Description of the attraction

The ancient city of Bakota is located on the left bank of the Dniester River. In the XIII century, the city of Bakota was in Ponizya (“region” in the Galicia-Volyn principality) the administrative center, occupied an area of approximately ten hectares, and the population was about 2,5 thousand people. The first chronicle record about this city dates back to 1240.

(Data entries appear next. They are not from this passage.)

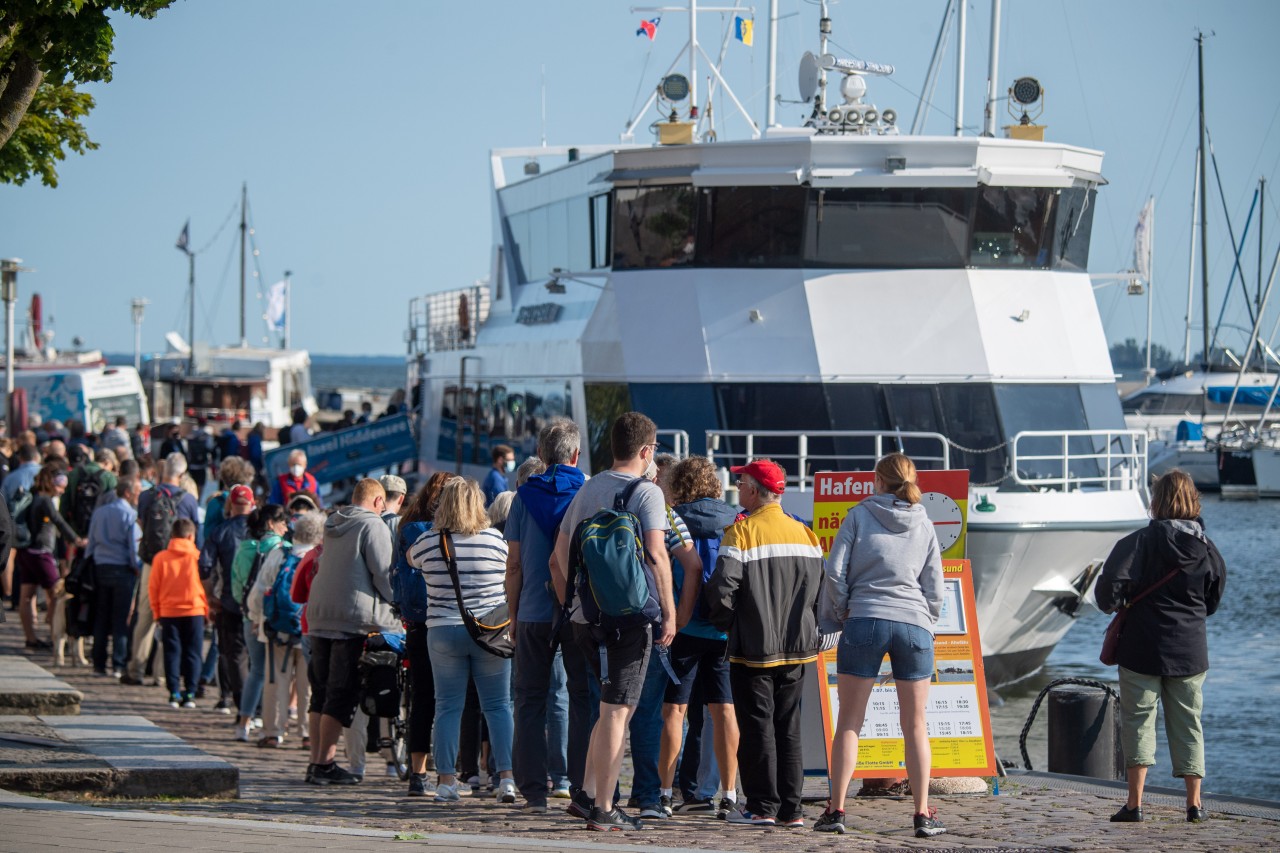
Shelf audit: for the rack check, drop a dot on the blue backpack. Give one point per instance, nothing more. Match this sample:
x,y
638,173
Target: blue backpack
x,y
280,614
608,562
408,584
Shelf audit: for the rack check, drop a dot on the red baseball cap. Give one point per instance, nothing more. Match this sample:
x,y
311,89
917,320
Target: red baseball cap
x,y
764,471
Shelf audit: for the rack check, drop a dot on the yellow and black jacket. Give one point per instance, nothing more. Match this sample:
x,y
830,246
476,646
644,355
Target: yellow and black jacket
x,y
764,589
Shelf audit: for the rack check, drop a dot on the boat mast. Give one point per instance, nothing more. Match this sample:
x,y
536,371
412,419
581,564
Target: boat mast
x,y
243,228
960,22
1203,195
1191,268
992,71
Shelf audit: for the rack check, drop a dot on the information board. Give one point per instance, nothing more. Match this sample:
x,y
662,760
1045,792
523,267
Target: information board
x,y
958,717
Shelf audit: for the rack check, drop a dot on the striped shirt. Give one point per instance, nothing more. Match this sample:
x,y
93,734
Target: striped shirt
x,y
481,569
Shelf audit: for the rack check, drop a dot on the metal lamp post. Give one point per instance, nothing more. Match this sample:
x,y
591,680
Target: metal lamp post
x,y
9,268
137,308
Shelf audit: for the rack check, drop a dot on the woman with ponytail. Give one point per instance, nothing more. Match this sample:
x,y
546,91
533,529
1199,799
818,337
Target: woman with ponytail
x,y
883,585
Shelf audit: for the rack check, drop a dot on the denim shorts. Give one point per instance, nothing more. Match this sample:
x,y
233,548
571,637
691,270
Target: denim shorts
x,y
865,642
703,660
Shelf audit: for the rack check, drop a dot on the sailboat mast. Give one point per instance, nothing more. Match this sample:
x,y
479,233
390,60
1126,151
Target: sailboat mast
x,y
1203,195
243,229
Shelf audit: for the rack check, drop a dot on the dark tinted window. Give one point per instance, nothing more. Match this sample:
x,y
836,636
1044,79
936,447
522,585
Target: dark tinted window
x,y
1074,223
750,226
1013,227
887,228
653,227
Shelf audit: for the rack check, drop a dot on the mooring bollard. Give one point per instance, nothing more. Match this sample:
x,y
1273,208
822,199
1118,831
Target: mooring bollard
x,y
1084,733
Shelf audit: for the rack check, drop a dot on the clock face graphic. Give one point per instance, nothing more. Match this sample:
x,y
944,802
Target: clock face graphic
x,y
946,518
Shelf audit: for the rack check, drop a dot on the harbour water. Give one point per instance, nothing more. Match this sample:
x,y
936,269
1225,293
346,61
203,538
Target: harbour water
x,y
1242,693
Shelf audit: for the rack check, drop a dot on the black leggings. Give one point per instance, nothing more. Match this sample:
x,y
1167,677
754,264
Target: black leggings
x,y
421,711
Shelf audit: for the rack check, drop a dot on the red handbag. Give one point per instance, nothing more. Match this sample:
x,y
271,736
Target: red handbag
x,y
1111,639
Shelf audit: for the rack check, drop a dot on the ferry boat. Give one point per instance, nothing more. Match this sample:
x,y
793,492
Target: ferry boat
x,y
818,295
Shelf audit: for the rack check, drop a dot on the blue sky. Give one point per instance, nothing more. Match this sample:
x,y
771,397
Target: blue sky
x,y
362,131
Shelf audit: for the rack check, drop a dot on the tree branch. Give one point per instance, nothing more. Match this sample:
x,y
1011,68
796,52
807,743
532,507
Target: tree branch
x,y
16,97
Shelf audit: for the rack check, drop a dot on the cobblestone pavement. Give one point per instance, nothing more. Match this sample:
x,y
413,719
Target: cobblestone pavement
x,y
1024,816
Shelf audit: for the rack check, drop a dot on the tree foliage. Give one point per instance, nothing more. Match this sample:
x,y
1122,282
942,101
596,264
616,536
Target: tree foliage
x,y
48,49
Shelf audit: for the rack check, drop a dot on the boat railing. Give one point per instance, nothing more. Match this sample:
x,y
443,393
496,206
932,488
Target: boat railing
x,y
1118,456
801,463
677,439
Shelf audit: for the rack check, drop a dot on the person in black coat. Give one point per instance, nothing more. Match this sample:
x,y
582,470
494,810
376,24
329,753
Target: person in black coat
x,y
1164,651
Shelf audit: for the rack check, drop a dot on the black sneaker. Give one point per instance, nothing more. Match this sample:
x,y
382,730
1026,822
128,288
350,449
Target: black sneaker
x,y
694,806
613,821
580,806
1128,815
333,775
830,822
928,825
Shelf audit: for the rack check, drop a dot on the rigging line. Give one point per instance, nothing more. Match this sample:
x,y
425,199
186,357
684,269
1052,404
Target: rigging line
x,y
1173,114
1088,119
219,232
1230,232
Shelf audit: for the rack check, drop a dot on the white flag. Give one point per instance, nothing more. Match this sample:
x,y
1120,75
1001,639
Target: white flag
x,y
1142,236
275,318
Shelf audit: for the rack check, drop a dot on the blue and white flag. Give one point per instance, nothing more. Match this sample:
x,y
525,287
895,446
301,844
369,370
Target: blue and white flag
x,y
275,310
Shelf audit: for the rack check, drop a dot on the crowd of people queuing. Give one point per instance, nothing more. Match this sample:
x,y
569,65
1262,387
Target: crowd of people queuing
x,y
264,600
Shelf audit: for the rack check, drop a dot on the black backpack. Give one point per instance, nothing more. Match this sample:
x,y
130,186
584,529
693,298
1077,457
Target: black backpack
x,y
88,492
197,450
158,524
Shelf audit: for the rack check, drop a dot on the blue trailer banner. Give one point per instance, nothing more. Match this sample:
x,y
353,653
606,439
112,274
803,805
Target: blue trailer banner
x,y
350,452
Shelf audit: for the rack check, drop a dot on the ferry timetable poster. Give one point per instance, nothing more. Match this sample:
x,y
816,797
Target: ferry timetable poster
x,y
958,717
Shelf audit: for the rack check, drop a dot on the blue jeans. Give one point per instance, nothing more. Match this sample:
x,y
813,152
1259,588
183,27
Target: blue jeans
x,y
455,658
181,638
251,694
112,601
647,733
557,724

During archaeological excavations on the territory of the ancient city, traces of ancient settlements from the late Paleolithic and Neolithic times were discovered. At the same time, the remains of a Slavic settlement of the Chernyakhov culture, which existed in the II-VI centuries, were investigated. BC, settlements from the times of Ancient Rus, as well as the remains of a settlement and an Orthodox rocky monastery from the period of the XII-XIII centuries.

In 1431, when Lithuania and Poland signed an armistice, the city became a border town. The consequence of this was an uprising of the population, during which the landowners were killed, and the territory of the city was proclaimed independent. Three years later, the riot was brutally suppressed by Polish troops. The perpetrators of the riot were punished, their houses were burned, the castle was destroyed, and the population was dispersed. Thus, Bakota ceased to exist as a city.

In the following centuries, Bakota existed as a small settlement with a calm basis of life. Even such large-scale events as the famine of 1933 and the hostilities of World War II did not affect her. Although with the advent of Soviet power, the territory again became a border (the border with Romania passed along the Dniester River). Bakota ended its existence in 1981, when for the construction of the Novodnistrovskaya hydroelectric power station it was decided to raise the water level in the Dniester, which resulted in the flooding of coastal villages.

Today Bakota is a part of the bank of the Dniester, on which only the remains of a rocky monastery have survived.